All mobile phones can be identified with their international mobile equipment identity (IMEI) number, something that should be written down in a log of assets. To find a mobile phone’s IMEI type *#06# into the handset.

Goods and business vehicles

Any business vehicle should be treated just like the premises of the business with secure windows and doors and a lockable box in the back. Other security devices that can be added include a steering lock; an immobiliser; a vehicle tracking system; and an alarm.
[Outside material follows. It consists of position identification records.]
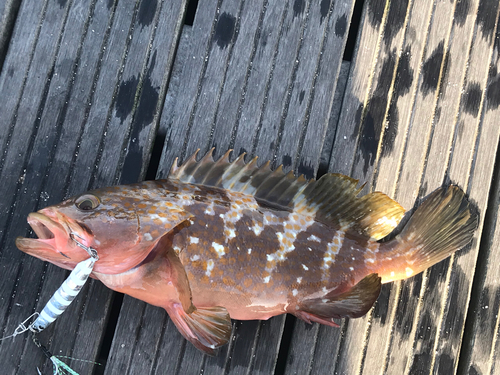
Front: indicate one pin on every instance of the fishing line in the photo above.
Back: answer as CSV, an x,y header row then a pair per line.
x,y
58,303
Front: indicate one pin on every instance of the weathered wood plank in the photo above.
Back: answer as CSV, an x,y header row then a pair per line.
x,y
419,323
481,349
8,14
61,73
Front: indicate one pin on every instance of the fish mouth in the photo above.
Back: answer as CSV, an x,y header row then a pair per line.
x,y
50,233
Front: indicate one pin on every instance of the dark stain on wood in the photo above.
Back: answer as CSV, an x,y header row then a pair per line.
x,y
125,98
455,314
376,12
324,9
486,16
472,99
224,30
147,11
445,364
298,7
474,371
395,19
367,142
341,26
286,161
306,169
375,117
432,68
381,307
144,116
301,96
493,93
391,130
404,74
462,9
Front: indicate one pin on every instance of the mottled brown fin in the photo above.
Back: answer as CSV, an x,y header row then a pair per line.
x,y
444,223
333,198
206,328
351,304
261,182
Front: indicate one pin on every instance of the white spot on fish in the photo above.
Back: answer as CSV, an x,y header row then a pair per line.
x,y
332,249
210,267
294,224
230,233
257,229
156,216
210,209
220,250
269,218
312,237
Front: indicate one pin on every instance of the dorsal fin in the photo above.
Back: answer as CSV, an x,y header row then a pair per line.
x,y
333,198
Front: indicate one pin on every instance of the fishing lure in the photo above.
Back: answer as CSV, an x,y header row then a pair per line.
x,y
67,292
58,303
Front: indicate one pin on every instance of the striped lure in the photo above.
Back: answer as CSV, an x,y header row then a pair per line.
x,y
67,292
63,296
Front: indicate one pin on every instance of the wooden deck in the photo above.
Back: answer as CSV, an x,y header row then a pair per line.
x,y
100,92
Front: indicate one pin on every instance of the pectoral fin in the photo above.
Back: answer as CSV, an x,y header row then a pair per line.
x,y
353,303
206,328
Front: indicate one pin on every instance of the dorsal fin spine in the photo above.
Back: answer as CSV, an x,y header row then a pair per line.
x,y
332,198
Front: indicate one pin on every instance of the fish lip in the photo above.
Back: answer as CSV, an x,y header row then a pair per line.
x,y
47,230
45,227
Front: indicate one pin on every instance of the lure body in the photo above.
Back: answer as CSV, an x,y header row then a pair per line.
x,y
63,296
219,240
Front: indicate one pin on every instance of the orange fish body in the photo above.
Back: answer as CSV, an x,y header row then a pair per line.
x,y
219,240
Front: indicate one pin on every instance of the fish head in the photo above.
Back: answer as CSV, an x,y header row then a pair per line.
x,y
114,221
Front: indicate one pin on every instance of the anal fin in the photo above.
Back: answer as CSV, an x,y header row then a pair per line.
x,y
206,328
353,303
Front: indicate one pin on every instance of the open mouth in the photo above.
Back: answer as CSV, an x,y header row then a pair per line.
x,y
41,230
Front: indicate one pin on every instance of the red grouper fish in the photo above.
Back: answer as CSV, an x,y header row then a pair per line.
x,y
220,240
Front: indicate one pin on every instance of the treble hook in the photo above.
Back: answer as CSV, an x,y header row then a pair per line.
x,y
90,250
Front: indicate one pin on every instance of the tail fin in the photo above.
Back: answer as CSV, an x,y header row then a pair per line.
x,y
443,224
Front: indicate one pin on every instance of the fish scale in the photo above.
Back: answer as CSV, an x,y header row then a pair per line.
x,y
221,239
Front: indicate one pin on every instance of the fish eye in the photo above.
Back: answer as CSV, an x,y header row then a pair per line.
x,y
87,202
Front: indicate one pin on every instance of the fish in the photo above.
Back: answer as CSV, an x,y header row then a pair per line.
x,y
220,240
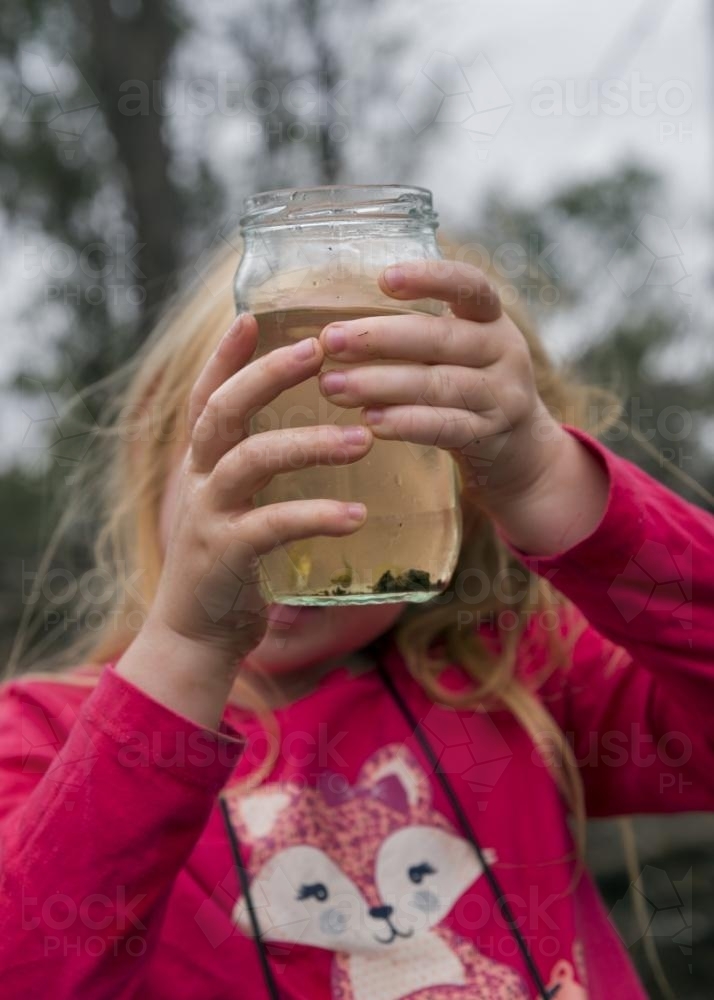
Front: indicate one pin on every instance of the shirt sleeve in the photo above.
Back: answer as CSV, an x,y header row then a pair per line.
x,y
637,701
100,806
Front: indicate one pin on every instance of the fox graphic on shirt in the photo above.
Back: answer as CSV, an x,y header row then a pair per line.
x,y
368,872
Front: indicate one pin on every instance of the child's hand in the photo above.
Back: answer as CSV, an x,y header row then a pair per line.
x,y
208,612
465,383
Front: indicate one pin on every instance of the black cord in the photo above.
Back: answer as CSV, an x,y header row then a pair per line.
x,y
467,829
411,720
268,977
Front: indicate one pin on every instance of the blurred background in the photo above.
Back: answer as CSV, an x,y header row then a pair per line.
x,y
568,147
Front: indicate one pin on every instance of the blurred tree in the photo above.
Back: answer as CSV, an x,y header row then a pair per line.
x,y
610,280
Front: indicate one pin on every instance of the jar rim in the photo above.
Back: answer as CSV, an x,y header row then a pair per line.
x,y
334,202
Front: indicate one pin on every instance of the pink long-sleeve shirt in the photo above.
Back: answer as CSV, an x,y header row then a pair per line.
x,y
118,881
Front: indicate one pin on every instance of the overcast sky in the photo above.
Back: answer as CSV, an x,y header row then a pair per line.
x,y
639,69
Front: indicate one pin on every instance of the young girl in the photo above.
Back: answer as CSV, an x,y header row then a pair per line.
x,y
227,800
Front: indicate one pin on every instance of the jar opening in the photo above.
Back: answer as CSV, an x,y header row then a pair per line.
x,y
346,202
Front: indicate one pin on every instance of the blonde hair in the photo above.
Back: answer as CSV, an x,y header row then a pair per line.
x,y
145,423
For high-value machinery and vehicles, e.g. plant machinery or specialist equipment, tracking devices or marking these so they’re easily identifiable should be considered.

Stock

To keep stock secure, it’s necessary to know where it’s located and what is held with records of when stock is used, sold, thrown away or replaced. Conduct regular stock checks including deliveries; operate a stock control system, making sure records are only amended after authorisation; keep stock away from areas where they can be easily reached, e.g. doors; use secure rooms or cabinets that are lockable and fireproof for high-value stock; use CCTV or mirrors to keep equipment and stock monitored at all times; and limit how many people can access valuable stock.

Preventing theft by staff

There are a number of things that can put be in place to prevent theft, including installing CCTV in staff car parks; creating an honest working environment, communicating to staff members the costs and implications of stealing from the company; regularly changing who controls stock; and restricting access to stationery cupboards, stockrooms and warehouses.

And before a new employee is hired, references should be checked thoroughly and their identity verified.